Zuill Bailey, USC symphony orchestra celebrate first concert of the season

Zuill Bailey, winner of the 2017 Grammy for Best Solo Classical Performance, performed his award-winning piece, “Tales of Hemingway,” at the Koger Center for the Arts on Sept. 28. Written by composer Michael Daugherty in collaboration with Bailey, the four-part piece salutes different works by the late author Ernest Hemingway.

The Thursday night concert kicked off this year’s performance season by “celebrating the future of classical music and how special it is,” Bailey said.

In addition to commemorating the season, it was also a unique chance for audience members to see and celebrate the award-winning piece with Bailey. 

“It’s been a very, very special year,” Bailey said. “We’re celebrating the piece that the world celebrated by giving it a Grammy … and to bring that to a place which I really do consider very much like home … is gonna be a great, great celebration.”

Bailey first performed in Columbia in 1991 — 26 years ago. 

Bailey’s performance seemed to fully captivate the audience, leaving nothing but dead silence and the occasional cough to be heard between movements. His artistic expression was not displayed just through the notes he played. His audible breathing that moved with the music perfectly mirrored each piece’s mood swings and made Bailey as much a part of the show as his cello.

“It tells its own story, and that story, each of us, individually, at whatever point in our lives we are in, can feel it could be our own story on some level," Bailey said. “I am kind of this interpreter and/or projector of what’s coming off the page."

Following Bailey’s solo and a 20-minute intermission, the USC symphony orchestra, led by interim conductor Scott Weiss, performed Shostakovich’s Symphony No. 5 in D minor.

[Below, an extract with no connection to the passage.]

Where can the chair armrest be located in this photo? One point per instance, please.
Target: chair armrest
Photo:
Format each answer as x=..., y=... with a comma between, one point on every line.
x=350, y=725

According to David Kirkland Garner, assistant professor of composition and theory at the USC School of Music, “these two pieces, though written almost eighty years apart … create engaging narratives through memorable melodies and characters that evolve and transform.”

Watching and listening as a sea of bows moved in synchrony, Weiss was the commander of a musical army, able to control its every move with the jerks and sways of his arms.

“The orchestra here, I have to say, is magnificent," Bailey said. "They sound absolutely wonderful, and Scott, the conductor, has done a masterful job to prepare these young artists with a new language, a new voice of new music.”

According to Weiss, “There is a disconnect with younger people. They think about classical music and perhaps have a certain conception of what that is.” 

Bailey seeks to do his part to change that. 

“We just have to stop thinking that classical music was something that was 300 years ago, and that right now is why this piece, this celebration on Thursday night, is so important,” he said.

Daugherty’s “Tales of Hemingway” is a younger classical piece with a more contemporary sound than the stereotypical classical music, which Weiss said can intimidate those who know traditional classical. 

“Classical music lovers tend to be a little bit afraid of new music and this is nothing to be afraid of,” Weiss said. 

Very much an advocate for the popularity of classical music in today’s society, Bailey says that classical music is incorporated in our daily exposures to media and entertainment content. The concert was a way for him to rejuvenate the excitement and entertainment that classical music can bring to students and music-listeners of any age.

As for his advice to USC artists and artists everywhere, “The advice is to, you know, look up, wake up, look around you, look at it as a life in music, not just one faceted career. There’s so many ways that music and musicians can have a very fulfilled, successful life in music or with music as a part of it.”

Tickets to this performance and all others this season, with the exception of Bernstein MASS, are free to USC students with the presentation of their CarolinaCard at the Koger Box before 5 p.m. on the day of the concert. The next concert is Oct. 30, with presentation of pieces by Mozart and Beethoven.